Lock Picking 101
Manipulating the Pins
The first and most important step in lock picking is to apply rotational tension to the cylinder. This is the most critical step in picking a lock and you never see James Bond or anyone else in the movies or on TV do this. They just stick a pick or a bobby pin in the keyway and like magic the lock is picked. I assure you it’s just a bit more difficult than that. As I said, the proper tension is critical for successful picking. If the rotational tension is too light, the pins won’t stay picked, too heavy and the pins will bind.

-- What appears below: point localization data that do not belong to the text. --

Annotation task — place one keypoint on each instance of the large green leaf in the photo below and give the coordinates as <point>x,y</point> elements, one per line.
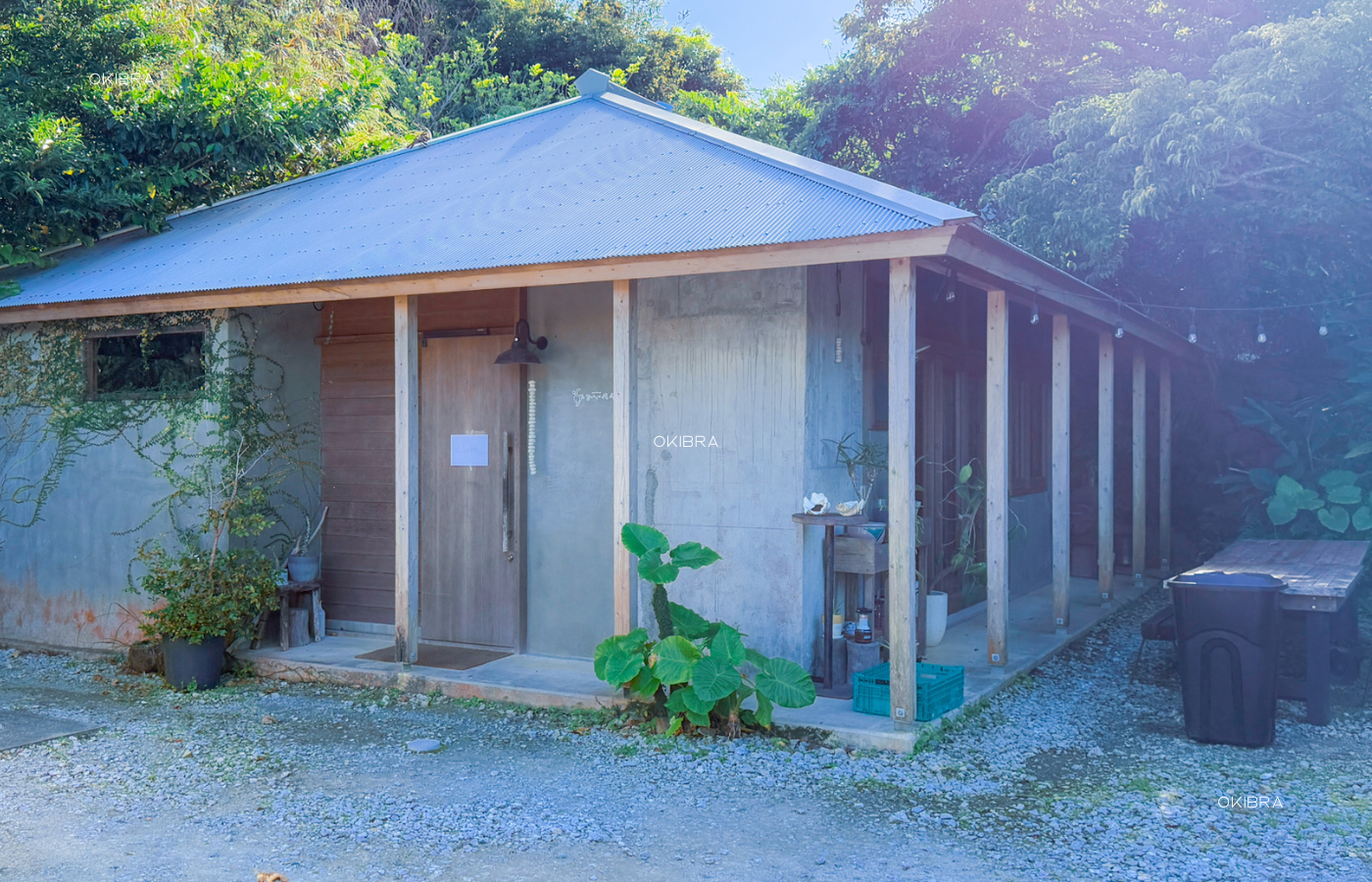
<point>688,621</point>
<point>727,645</point>
<point>1338,477</point>
<point>640,539</point>
<point>613,646</point>
<point>623,665</point>
<point>675,658</point>
<point>654,568</point>
<point>715,678</point>
<point>763,713</point>
<point>1335,518</point>
<point>786,683</point>
<point>1345,494</point>
<point>693,556</point>
<point>645,685</point>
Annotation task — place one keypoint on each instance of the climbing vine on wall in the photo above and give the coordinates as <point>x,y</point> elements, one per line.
<point>191,438</point>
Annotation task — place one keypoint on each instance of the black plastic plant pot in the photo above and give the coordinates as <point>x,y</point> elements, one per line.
<point>1227,646</point>
<point>192,665</point>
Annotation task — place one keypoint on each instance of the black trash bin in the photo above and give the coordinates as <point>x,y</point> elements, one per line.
<point>1227,645</point>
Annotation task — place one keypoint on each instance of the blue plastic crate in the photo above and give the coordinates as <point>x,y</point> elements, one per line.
<point>937,690</point>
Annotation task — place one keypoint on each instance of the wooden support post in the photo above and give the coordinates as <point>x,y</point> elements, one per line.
<point>1060,472</point>
<point>998,476</point>
<point>1165,464</point>
<point>1139,508</point>
<point>407,479</point>
<point>902,584</point>
<point>1104,467</point>
<point>623,386</point>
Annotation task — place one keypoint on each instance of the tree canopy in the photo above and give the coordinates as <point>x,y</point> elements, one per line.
<point>119,113</point>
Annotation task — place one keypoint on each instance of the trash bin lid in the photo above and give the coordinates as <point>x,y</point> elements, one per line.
<point>1252,582</point>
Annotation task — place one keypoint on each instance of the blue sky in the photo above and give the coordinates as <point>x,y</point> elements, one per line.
<point>767,38</point>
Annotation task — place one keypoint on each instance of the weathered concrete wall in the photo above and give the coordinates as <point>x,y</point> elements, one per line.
<point>62,580</point>
<point>833,409</point>
<point>722,359</point>
<point>1031,549</point>
<point>571,583</point>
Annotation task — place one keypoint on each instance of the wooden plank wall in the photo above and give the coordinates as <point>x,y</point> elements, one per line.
<point>357,415</point>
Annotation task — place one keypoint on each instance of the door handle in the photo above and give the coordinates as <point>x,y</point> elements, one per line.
<point>507,497</point>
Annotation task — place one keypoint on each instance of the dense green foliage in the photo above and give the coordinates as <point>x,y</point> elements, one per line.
<point>117,113</point>
<point>702,673</point>
<point>206,596</point>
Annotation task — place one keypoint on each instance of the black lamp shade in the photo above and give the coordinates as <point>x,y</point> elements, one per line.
<point>518,353</point>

If the rotational tension is too heavy, release the pins and start again.
Insert the tension wrench into the bottom of the keyway and apply light rotational tension. Rotate the plug with the tension wrench in the direction to unlock the cylinder. If you don’t know which direction the plug should turn to unlock the cylinder, guess! If you are wrong, drop the pins and start over or use a plug spinner to turn the plug to the opposite direction. Remember; don’t use too much rotational tension. Too much tension will bind the pins so that they are unable to move. This is the most common reason of picking failure; too much tension! Less is more, the index finger has greater sensitivity to “feel” the pins and the plug moving, but most locksmiths prefer to use their thumb. It cannot be emphasized enough how important proper tension is to picking a lock.
Manipulating the Pins by Raking Technique
Raking the pins is one technique that involves the random lifting of the pins combined with” jumping” the top pins above the shearline. The less precise the tolerances in the cylinder, the more likely raking the cylinder will be successful.

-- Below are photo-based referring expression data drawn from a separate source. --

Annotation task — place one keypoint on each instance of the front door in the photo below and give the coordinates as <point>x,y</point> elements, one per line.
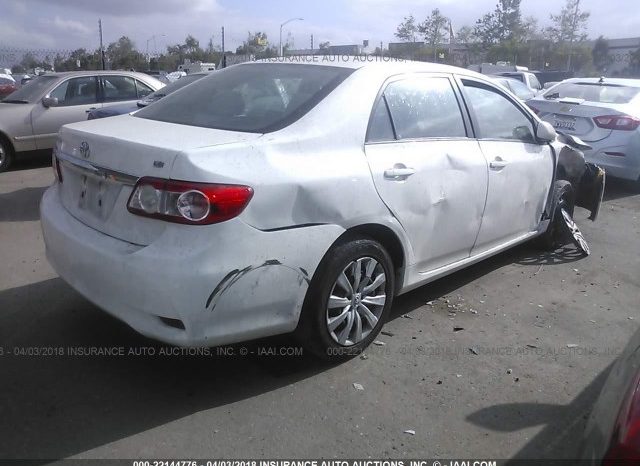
<point>76,97</point>
<point>429,173</point>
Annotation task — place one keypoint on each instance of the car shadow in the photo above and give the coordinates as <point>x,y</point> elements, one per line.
<point>526,254</point>
<point>22,205</point>
<point>56,406</point>
<point>618,189</point>
<point>562,434</point>
<point>31,160</point>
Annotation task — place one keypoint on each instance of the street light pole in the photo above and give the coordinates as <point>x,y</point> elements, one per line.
<point>283,25</point>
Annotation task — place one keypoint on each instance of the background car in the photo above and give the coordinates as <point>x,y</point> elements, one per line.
<point>525,77</point>
<point>265,208</point>
<point>157,95</point>
<point>517,87</point>
<point>31,117</point>
<point>603,112</point>
<point>7,86</point>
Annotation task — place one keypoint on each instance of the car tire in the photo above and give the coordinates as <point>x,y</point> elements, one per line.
<point>336,323</point>
<point>6,155</point>
<point>563,198</point>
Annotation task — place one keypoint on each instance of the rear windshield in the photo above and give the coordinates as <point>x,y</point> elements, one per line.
<point>34,89</point>
<point>594,92</point>
<point>255,98</point>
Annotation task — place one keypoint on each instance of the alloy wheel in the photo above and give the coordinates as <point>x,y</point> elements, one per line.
<point>356,301</point>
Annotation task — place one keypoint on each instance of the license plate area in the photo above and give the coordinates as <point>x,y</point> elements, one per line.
<point>564,123</point>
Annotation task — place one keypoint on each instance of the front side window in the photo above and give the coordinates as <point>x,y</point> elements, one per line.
<point>256,98</point>
<point>143,89</point>
<point>118,88</point>
<point>425,108</point>
<point>496,116</point>
<point>76,91</point>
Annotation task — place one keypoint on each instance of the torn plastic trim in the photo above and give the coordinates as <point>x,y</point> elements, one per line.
<point>236,275</point>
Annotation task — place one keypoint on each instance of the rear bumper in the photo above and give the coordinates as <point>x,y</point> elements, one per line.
<point>626,167</point>
<point>225,283</point>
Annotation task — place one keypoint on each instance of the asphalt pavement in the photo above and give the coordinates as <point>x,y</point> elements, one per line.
<point>502,360</point>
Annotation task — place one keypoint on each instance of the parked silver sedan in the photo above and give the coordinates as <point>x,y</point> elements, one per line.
<point>31,117</point>
<point>603,112</point>
<point>279,196</point>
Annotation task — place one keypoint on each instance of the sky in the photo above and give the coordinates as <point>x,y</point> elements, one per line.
<point>71,24</point>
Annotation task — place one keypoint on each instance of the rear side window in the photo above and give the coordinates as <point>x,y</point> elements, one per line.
<point>257,97</point>
<point>593,92</point>
<point>496,116</point>
<point>76,91</point>
<point>425,108</point>
<point>380,128</point>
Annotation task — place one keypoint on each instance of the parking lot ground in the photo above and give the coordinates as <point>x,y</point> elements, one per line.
<point>508,384</point>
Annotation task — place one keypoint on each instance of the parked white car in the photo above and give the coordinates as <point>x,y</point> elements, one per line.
<point>603,112</point>
<point>31,116</point>
<point>273,197</point>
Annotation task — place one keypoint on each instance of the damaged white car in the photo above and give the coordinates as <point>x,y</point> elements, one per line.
<point>275,197</point>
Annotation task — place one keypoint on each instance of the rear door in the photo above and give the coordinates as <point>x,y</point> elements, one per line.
<point>427,169</point>
<point>520,169</point>
<point>76,97</point>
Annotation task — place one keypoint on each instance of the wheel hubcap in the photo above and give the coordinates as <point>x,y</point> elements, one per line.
<point>356,301</point>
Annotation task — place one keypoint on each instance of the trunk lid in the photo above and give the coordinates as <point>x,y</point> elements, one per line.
<point>575,116</point>
<point>101,160</point>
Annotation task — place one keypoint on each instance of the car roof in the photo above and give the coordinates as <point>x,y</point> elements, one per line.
<point>393,65</point>
<point>64,74</point>
<point>614,81</point>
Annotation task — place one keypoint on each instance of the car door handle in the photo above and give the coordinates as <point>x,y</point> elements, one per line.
<point>498,164</point>
<point>399,173</point>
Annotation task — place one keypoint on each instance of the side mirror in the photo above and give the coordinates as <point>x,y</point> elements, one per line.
<point>50,102</point>
<point>545,132</point>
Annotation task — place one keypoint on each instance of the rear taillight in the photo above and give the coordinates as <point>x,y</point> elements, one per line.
<point>186,202</point>
<point>618,122</point>
<point>625,442</point>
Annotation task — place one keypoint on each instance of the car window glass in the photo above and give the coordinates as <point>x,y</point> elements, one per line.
<point>76,91</point>
<point>258,97</point>
<point>497,117</point>
<point>535,84</point>
<point>380,128</point>
<point>593,92</point>
<point>425,108</point>
<point>117,88</point>
<point>143,89</point>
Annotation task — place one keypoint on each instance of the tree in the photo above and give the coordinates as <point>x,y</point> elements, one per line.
<point>123,55</point>
<point>600,54</point>
<point>256,44</point>
<point>434,29</point>
<point>407,30</point>
<point>570,25</point>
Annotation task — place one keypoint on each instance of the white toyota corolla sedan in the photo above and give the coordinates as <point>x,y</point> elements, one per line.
<point>274,197</point>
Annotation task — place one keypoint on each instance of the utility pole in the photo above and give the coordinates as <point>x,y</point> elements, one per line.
<point>224,57</point>
<point>574,25</point>
<point>101,45</point>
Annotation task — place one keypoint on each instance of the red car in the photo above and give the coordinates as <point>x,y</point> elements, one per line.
<point>7,86</point>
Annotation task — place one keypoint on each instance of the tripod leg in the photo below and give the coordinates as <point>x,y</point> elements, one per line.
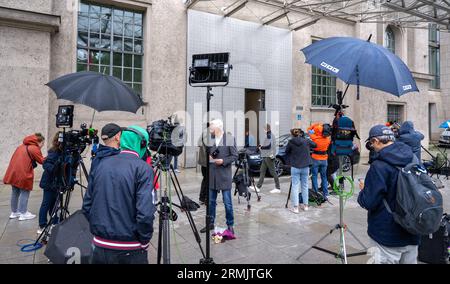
<point>179,193</point>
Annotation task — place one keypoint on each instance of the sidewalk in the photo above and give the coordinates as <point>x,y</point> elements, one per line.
<point>268,233</point>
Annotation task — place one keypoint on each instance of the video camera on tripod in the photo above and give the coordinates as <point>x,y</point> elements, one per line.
<point>166,137</point>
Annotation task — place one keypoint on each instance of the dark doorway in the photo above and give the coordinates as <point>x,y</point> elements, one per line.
<point>255,101</point>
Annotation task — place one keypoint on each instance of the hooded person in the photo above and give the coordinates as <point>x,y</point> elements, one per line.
<point>391,242</point>
<point>411,137</point>
<point>120,202</point>
<point>20,174</point>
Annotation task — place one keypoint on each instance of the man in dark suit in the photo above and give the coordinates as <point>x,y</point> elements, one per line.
<point>223,153</point>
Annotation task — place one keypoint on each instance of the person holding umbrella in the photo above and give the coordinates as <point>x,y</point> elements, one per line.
<point>120,203</point>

While maintaining light tension, insert a rake pick with the tip up. While lightly lifting, push the tip toward the back of the cylinder. Using a fluid motion, push the pick in and pull it out quickly. Maintain upward pressure on the pins with the tip of the pick. Lightly hit the pins with the tip of the rake. As you hit each pin, the top pin will jump up. Push the pick in and pull it out three or four times rapidly. You may want to try a figure 8 pattern as you push and pull the pick in and out of the cylinder. If all of the chambers pick, the plug will turn.

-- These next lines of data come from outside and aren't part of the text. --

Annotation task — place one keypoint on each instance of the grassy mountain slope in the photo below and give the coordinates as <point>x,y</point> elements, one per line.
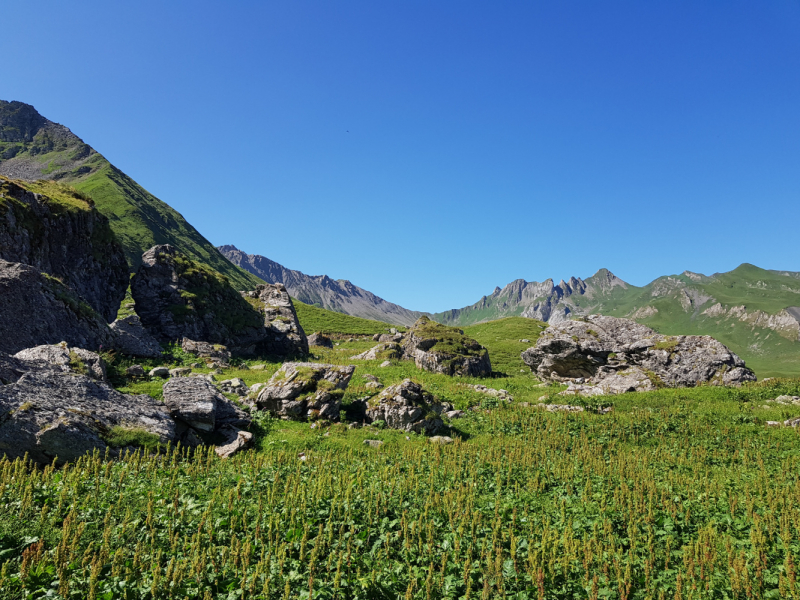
<point>33,148</point>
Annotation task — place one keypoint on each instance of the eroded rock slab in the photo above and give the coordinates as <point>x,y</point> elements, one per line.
<point>608,355</point>
<point>306,391</point>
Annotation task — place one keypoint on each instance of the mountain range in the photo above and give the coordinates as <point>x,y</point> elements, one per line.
<point>320,290</point>
<point>756,312</point>
<point>33,147</point>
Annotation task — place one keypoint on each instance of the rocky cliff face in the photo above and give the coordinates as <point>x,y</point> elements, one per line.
<point>32,148</point>
<point>340,296</point>
<point>58,231</point>
<point>179,298</point>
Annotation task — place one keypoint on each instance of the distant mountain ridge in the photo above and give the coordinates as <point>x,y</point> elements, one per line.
<point>756,312</point>
<point>33,147</point>
<point>320,290</point>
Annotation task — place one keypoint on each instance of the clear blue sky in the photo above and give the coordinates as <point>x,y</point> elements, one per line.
<point>428,151</point>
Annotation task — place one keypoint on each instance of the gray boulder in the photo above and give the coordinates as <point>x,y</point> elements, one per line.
<point>197,403</point>
<point>37,309</point>
<point>284,335</point>
<point>65,359</point>
<point>178,298</point>
<point>608,355</point>
<point>302,391</point>
<point>318,339</point>
<point>408,407</point>
<point>440,349</point>
<point>50,414</point>
<point>63,235</point>
<point>131,338</point>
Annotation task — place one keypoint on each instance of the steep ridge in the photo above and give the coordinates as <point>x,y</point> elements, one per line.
<point>753,311</point>
<point>34,148</point>
<point>320,290</point>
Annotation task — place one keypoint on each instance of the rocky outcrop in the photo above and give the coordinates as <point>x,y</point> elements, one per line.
<point>306,391</point>
<point>131,338</point>
<point>37,309</point>
<point>408,407</point>
<point>383,351</point>
<point>61,234</point>
<point>607,355</point>
<point>319,339</point>
<point>440,349</point>
<point>283,334</point>
<point>336,295</point>
<point>197,404</point>
<point>48,414</point>
<point>61,357</point>
<point>178,298</point>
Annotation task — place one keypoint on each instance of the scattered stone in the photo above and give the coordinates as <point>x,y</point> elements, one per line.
<point>131,338</point>
<point>440,349</point>
<point>236,440</point>
<point>441,440</point>
<point>408,407</point>
<point>135,371</point>
<point>612,356</point>
<point>49,414</point>
<point>300,391</point>
<point>66,359</point>
<point>318,339</point>
<point>38,309</point>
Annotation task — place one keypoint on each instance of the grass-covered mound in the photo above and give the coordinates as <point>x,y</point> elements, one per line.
<point>502,339</point>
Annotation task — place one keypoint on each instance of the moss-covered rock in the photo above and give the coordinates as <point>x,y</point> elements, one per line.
<point>441,349</point>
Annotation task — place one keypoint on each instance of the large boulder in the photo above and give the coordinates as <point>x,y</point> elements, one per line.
<point>49,414</point>
<point>62,358</point>
<point>198,404</point>
<point>37,309</point>
<point>608,355</point>
<point>407,406</point>
<point>440,349</point>
<point>178,298</point>
<point>131,338</point>
<point>306,391</point>
<point>57,231</point>
<point>284,335</point>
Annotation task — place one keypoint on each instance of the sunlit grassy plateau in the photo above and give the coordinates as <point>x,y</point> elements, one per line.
<point>674,494</point>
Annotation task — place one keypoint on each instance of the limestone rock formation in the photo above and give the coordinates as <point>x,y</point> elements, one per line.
<point>60,233</point>
<point>284,335</point>
<point>301,391</point>
<point>441,349</point>
<point>178,298</point>
<point>62,358</point>
<point>319,339</point>
<point>129,337</point>
<point>197,403</point>
<point>48,414</point>
<point>608,355</point>
<point>36,309</point>
<point>408,407</point>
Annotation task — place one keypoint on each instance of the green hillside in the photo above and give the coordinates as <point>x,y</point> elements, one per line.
<point>33,148</point>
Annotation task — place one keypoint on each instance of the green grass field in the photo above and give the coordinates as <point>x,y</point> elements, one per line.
<point>674,494</point>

If the cylinder doesn’t pick, before dropping the pins, listen. As the picked chambers drop you will hear them “click” back into the licked position. This sound will confirm how many chambers were picked. When you release the tension, if you don’t hear any pins drop, the tension may have been too light or too heavy. Adjust your tension and try again. If any of the chambers are not picked after raking the cylinder, try lifting the pins in the remaining chambers and pick individually or by progression.